Ce monde est détestable. Il est dur, sans âme, sans lendemain qui chante pour toute une France déclassée, délaissée, humiliée, celle qui porte des gilets jaunes comme le drapeau d’une nouvelle révolte.

Cette France périphérique – celle de notre ville et de ses villages – n’en peut plus. Elle est méprisée par nos élites. Elle n’est représentée ni par les partis ni par les syndicats. Elle s’en méfie. Elle leur en veut. Ils l’ont tellement trahie. Elle se sent, elle se sait abandonnée. Qui donc peut bien se soucier de ces « ploucs », de ces indigènes qui vivent loin des métropoles, de leurs aéroports et de leurs Zénith.

Ils sont pourtant la majorité de ce pays. Mais à et dans les médias, on leur préfère les minorités, « visibles » ou sexuelles. Le Marais a plus de charme qu’une banlieue pavillonnaire. Et s’afficher aux côtés de « déboutés du droit d’asile » est décidément plus seyant que de servir des repas chauds – non certifiés halal – avec les vieux bénévoles de Saint-Vincent-de-Paul.

Il faut dire que nos sans-dents sont imprévisibles. Ni à gauche ni à droite. Mais forts de plein d’évidences. Non, on ne peut pas se passer de voiture quand on habite dans l’arrière-pays. Même si l’on doit se contenter de faire des demi-pleins. Non, ils n’acceptent pas que, dans le budget de la sociale, l’augmentation des pensions de retraites et des allocations familiales soit plafonnée à 0,3 % quand il est prévu d’augmenter de 1,6 % les allocations des demandeurs d’asile !

C’est inacceptable, inadmissible, insupportable. Mais nos hors-sol vivent dans un autre pays, loin, très loin de ce vivre ensemble qu’ils prônent mais ne pratiquent jamais.

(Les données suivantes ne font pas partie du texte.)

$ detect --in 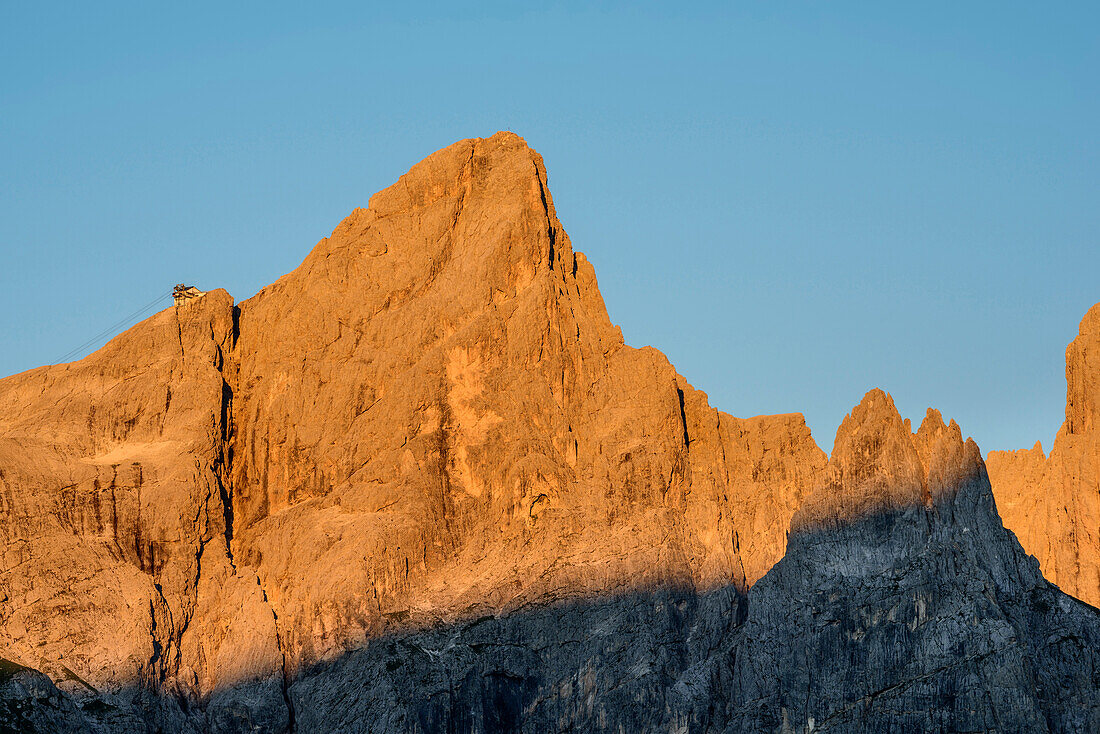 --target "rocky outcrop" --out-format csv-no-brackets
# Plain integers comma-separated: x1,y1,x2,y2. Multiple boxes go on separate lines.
721,391,1100,732
987,304,1100,606
0,291,286,719
0,133,1100,732
0,133,825,731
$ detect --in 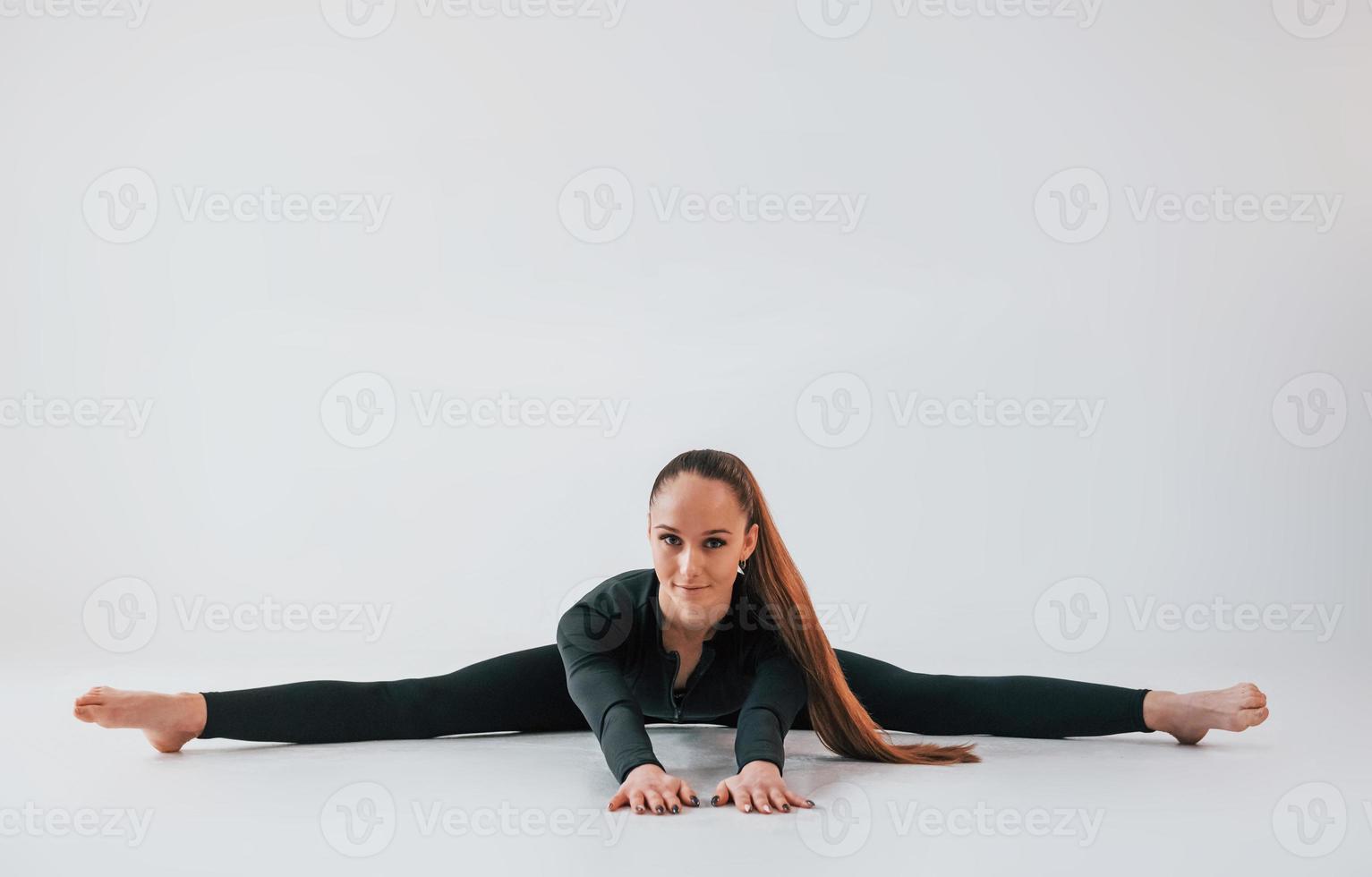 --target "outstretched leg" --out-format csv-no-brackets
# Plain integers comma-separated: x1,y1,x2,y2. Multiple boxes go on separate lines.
797,649,1154,738
793,649,1267,744
75,645,590,752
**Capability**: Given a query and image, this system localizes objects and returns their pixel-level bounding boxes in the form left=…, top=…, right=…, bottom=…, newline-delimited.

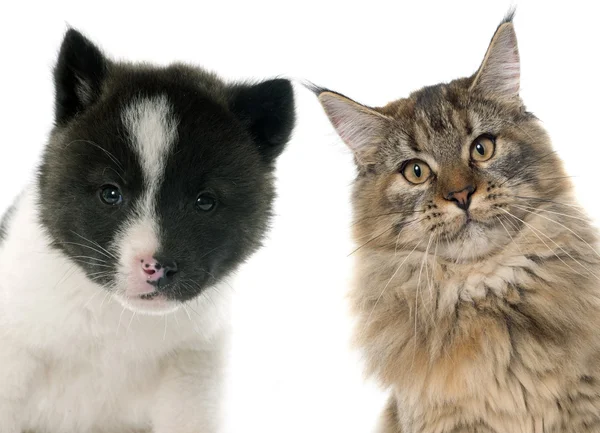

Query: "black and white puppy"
left=0, top=30, right=294, bottom=433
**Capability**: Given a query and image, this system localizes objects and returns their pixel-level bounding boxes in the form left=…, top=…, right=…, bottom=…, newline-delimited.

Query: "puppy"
left=0, top=29, right=294, bottom=433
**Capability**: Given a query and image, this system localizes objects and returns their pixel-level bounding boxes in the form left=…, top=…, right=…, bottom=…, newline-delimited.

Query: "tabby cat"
left=316, top=16, right=600, bottom=433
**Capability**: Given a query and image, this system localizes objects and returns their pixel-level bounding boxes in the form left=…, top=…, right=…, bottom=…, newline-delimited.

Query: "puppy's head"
left=39, top=30, right=294, bottom=313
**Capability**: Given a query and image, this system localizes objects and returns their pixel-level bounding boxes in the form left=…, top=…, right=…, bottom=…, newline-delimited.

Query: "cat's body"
left=0, top=30, right=294, bottom=433
left=319, top=14, right=600, bottom=433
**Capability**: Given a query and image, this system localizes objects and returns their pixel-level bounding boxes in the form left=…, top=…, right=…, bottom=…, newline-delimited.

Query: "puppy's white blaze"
left=113, top=95, right=177, bottom=310
left=122, top=95, right=177, bottom=185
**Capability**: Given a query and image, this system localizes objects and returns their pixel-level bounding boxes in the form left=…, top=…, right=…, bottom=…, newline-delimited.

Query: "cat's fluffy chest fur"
left=0, top=188, right=228, bottom=433
left=352, top=203, right=600, bottom=433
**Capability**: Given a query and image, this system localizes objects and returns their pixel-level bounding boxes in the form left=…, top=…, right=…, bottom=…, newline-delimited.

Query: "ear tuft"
left=229, top=78, right=296, bottom=162
left=54, top=29, right=108, bottom=125
left=315, top=87, right=389, bottom=165
left=471, top=10, right=521, bottom=99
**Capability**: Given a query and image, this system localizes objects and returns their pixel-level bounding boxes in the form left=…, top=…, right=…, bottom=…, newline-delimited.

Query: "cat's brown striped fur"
left=318, top=13, right=600, bottom=433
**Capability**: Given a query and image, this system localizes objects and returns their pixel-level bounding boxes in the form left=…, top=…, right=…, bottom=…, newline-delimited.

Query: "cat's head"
left=38, top=30, right=294, bottom=313
left=316, top=16, right=570, bottom=261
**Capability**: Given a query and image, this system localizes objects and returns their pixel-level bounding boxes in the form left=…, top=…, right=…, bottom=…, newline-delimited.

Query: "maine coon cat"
left=0, top=29, right=294, bottom=433
left=316, top=16, right=600, bottom=433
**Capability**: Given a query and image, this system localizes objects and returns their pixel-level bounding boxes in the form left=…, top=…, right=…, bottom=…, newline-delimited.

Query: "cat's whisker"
left=511, top=195, right=587, bottom=217
left=513, top=204, right=589, bottom=222
left=350, top=210, right=425, bottom=227
left=366, top=241, right=423, bottom=324
left=508, top=176, right=577, bottom=188
left=505, top=210, right=600, bottom=281
left=514, top=205, right=600, bottom=257
left=496, top=216, right=525, bottom=256
left=347, top=218, right=424, bottom=257
left=498, top=150, right=556, bottom=187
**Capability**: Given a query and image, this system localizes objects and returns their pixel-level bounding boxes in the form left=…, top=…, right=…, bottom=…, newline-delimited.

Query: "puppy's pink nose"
left=141, top=257, right=165, bottom=282
left=140, top=257, right=178, bottom=287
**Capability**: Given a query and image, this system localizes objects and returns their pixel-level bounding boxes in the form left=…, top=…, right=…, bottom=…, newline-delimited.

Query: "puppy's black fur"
left=38, top=29, right=294, bottom=301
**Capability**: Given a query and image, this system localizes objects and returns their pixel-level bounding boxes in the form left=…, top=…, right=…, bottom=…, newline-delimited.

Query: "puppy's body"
left=0, top=188, right=229, bottom=433
left=0, top=30, right=294, bottom=433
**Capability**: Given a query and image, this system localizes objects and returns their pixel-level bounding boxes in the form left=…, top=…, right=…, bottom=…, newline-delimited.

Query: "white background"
left=0, top=0, right=600, bottom=433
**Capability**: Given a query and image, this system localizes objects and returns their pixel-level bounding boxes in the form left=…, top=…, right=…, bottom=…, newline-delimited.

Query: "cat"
left=0, top=29, right=295, bottom=433
left=313, top=13, right=600, bottom=433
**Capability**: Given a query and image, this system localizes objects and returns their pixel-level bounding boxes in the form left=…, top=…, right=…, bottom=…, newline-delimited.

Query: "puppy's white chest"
left=25, top=345, right=163, bottom=433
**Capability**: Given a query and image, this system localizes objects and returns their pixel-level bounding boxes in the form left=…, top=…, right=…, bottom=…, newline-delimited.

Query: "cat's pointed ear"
left=229, top=78, right=296, bottom=162
left=471, top=11, right=521, bottom=99
left=54, top=29, right=108, bottom=125
left=313, top=89, right=389, bottom=165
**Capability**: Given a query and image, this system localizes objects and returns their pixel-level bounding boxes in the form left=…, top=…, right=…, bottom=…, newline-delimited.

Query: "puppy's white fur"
left=0, top=95, right=229, bottom=433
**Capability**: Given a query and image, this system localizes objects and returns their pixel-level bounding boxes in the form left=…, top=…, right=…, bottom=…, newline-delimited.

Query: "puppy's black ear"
left=54, top=29, right=108, bottom=125
left=229, top=79, right=296, bottom=162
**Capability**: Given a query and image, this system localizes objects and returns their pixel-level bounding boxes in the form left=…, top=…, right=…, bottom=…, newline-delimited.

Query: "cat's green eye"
left=402, top=159, right=431, bottom=184
left=471, top=135, right=496, bottom=162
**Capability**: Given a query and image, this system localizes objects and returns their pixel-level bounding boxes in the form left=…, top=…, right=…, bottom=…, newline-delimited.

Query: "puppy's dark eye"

Alors, que faire ? On le sait, toutes les jacqueries, de tous temps, sont vouées à l’échec si elles ne trouvent de débouchés politiques. Mais comment faire quand on n’a plus confiance dans les états-majors parisiens, quand on est lassé des querelles d’ego, des divisions qui ne cachent que des rivalités, des ambitions contrariées ?

Commencer par ne plus donner de gage de respectabilité. Oui, nous sommes des populistes, des nationalistes. Et nous en sommes fiers. C’est vrai, nous ne voulons plus de cette de masse qui nous submerge, qui nous menace dans notre mode de vie. C’est vrai encore, nous préférons réserver notre argent à nos aînés plutôt qu’à des « mineurs isolés en situation irrégulière » !

Nos mots sont rudes, brutaux. Mais ils sont nos remparts et nos armes. Il nous faut construire sur cette base – d’abord les nôtres, ensuite les étrangers qui acceptent de se plier à nos mœurs, à nos coutumes – un mouvement du bon sens. On nous traitera de démagogues, de xénophobes et, à y être, de racistes. Nous répondrons que nous sommes ici chez nous, que nous nous soucions en priorité de nos retraités, de nos paysans, de nos chômeurs, de nos commerçants… Oui, les nôtres d’abord.

Pendant que nos dirigeants survolent la France en avion, nous la vivons chaque jour au ras du sol. Et parce que nous l’aimons, nous ne voulons plus d’eux. Eux ? Ce nouveau monde qui ne vaut pas mieux que l’ancien. Ces marcheurs qui nous reprochent notre goût des frontières quand ils vivent protégés par un véritable apartheid, et culturel. C’est vrai, nous ne les aimons pas. Et la France des gilets jaunes encore moins que nous.